In C. Verrem

Cicero, Marcus Tullius

Cicero. The Orations of Marcus Tullius Cicero, Volume 1. Yonge, Charles Duke, translator. London: Bell, 1903.

Read the letter of Lucius Metellus. [The letters of Lucius Metellus are read.] It is these letters, O judges, of Lucius Metellus, which you have heard, that have raised all the corn that there in this year in Sicily. No one would have broken one clod of earth in all the land of Sicily subject to the payment of tenths, if Metellus had not sent this letter. What? Did this idea occur to Metellus by inspiration, or had he his information from the Sicilians who had come to Rome in great numbers, and from the traders of Sicily? And who is ignorant what great crowds of them assembled at the door of the Marcelli, the most ancient patrons of Sicily? what crowds of them thronged to Cnaeus Pompeius, the consul elect, and to the rest of the men connected with the province? And such a thing never yet took place in the instance of any one, as for a man to be openly accused by those people over whose property and families he had supreme dominion and power. So great was the effect of his injuries, that men preferred to suffer anything, rather than not to bewail themselves and complain of his wickedness and injuries.

And when Metellus had sent these letters couched in almost a supplicating tone to all the cities, still he was far from prevailing with them to sow the land as they formerly had. For many had fled, as I shall presently show, and had left not only their allotments of land, but even their paternal homes, being driven away by the injuries of that man. I will not indeed, O judges, say anything for the sake of unduly exaggerating my charges. But the sentiments which I have imbibed through my eyes and in my mind, those I will state to you truly, and, as far as I can, plainly.
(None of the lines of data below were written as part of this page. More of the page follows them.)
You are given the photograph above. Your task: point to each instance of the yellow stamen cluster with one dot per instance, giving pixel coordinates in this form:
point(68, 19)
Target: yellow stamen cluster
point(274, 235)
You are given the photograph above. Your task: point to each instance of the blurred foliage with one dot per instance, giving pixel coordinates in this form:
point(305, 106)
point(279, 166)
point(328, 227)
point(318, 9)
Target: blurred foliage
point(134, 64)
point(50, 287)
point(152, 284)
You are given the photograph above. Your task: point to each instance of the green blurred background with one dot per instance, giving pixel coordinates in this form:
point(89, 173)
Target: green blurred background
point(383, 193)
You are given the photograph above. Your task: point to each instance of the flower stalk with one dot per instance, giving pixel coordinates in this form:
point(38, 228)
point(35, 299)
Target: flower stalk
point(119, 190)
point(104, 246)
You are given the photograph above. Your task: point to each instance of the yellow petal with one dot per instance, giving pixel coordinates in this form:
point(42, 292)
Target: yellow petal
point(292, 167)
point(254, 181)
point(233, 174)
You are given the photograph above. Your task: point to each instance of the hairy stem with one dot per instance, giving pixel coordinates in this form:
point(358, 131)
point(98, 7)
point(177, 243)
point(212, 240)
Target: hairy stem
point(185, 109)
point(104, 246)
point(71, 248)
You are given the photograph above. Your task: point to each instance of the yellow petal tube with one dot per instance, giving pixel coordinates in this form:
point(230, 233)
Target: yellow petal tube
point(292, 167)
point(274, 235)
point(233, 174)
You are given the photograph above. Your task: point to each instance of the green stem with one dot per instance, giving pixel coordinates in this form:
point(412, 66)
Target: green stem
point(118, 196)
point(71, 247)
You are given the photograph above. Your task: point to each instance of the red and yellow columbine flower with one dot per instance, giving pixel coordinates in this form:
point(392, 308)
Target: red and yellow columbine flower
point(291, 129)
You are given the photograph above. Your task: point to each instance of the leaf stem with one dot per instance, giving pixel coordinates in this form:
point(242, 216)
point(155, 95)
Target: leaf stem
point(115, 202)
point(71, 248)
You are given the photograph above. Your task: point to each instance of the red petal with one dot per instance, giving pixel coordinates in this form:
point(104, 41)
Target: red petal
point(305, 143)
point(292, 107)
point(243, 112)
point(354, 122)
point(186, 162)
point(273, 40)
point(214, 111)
For when four years afterwards I came into Sicily, it appeared to me in such a condition as those countries are apt to be in, in which a bitter and long war has been carried on. Those plains and fields which I had formerly seen beautiful and verdant, I now saw so laid waste and desolate that the very land itself seemed to feel the want of its cultivators, and to be mourning for its master. The land of Herbita, of Enna, of Morgantia, of Assoria, of Imachara, and of Agyrium, was so deserted as to its principal part, that we had to look not only for the allotments of land, but also for the body of owners. But the district of Aetna, which used to be most highly cultivated, and that which was the very head of the corn country, the district of Leontini, the character of which was formerly such that when you had once seen that sown, you did not fear any dearness of provisions, was so rough and unsightly, that in the most fruitful part of Sicily we were asking where Sicily could be gone? The previous year had, indeed, greatly shaken the cultivators, but the last one had utterly ruined them.

Will you dare also to make mention to me of the tenths? Do you, after such wickedness, after such cruelty, after such numerous and serious injuries done to people, when the whole province of Sicily entirely depends on its arable land, and on its rights connected with that land; after the cultivators have been entirely ruined, the fields deserted—after you have left no one in so wealthy and populous a province—not only no property, but no hope even remaining; do you, I say, think that you can acquire any popularity by saying that you have sold the tenths at a better price than the other praetors? As if the Roman people had formed this wish, or the senate had given you this commission, by seizing all the fortunes of the cultivators under the name of tenths, to deprive the Roman people for all future time of that revenue, and of their supply of corn; and, as if after that, by adding some part of your own plunder to the total amount got from the tenths, you could appear to have deserved well of the Roman people. And I say this, as if his injustice was to be reproved in this particular, that, out of a desire for credit to be got by surpassing others in the sum derived from tenths, he had put forth a law rather too severe, and edicts rather too stringent, and rejected the examples of all his predecessors.

You sold the tenths at a high price. What will be said, if I prove that you appropriated and took to your own house no less a sum than you had sent to Rome under the name of tenths? What is there to obtain popularity for you in that plan of yours, when you took for yourself from a province of the Roman people a share equal to that which you sent to the Roman people? What will be said if I prove that you took twice as much corn yourself as you sent to the Roman people? Shall we still expect to see your advocate toss his head at this accusation, and throw himself on the people, and on the assembly here present? These things you have heard before, O judges; but perhaps you have heard it on no other authority than report, and the common conversation of men. Know now that an enormous sum was taken by him on pretences connected with corn; and consider at the same time the profligacy of that saying of his, when he said that by the profit made on the tenths alone, he could buy himself off from all his dangers.

We have heard this for a long time, O judges. I say that there is not one of you who has not often heard that the collectors of the tenths were that mans partners. I do not think that anything else has been said against him falsely by those who think ill of him but this. For they are to be considered partners of a man, with whom the gains of a business are shared. But I say that the whole of these gains, and the whole of the fortunes of the cultivators, went to Verres alone. I say that Apronius, and those slaves of Venus, who were quite a new class of farmers first heard of in his praetorship! and the other collectors, were only agents of that one man's gains, and ministers of his plunder. How do you prove that?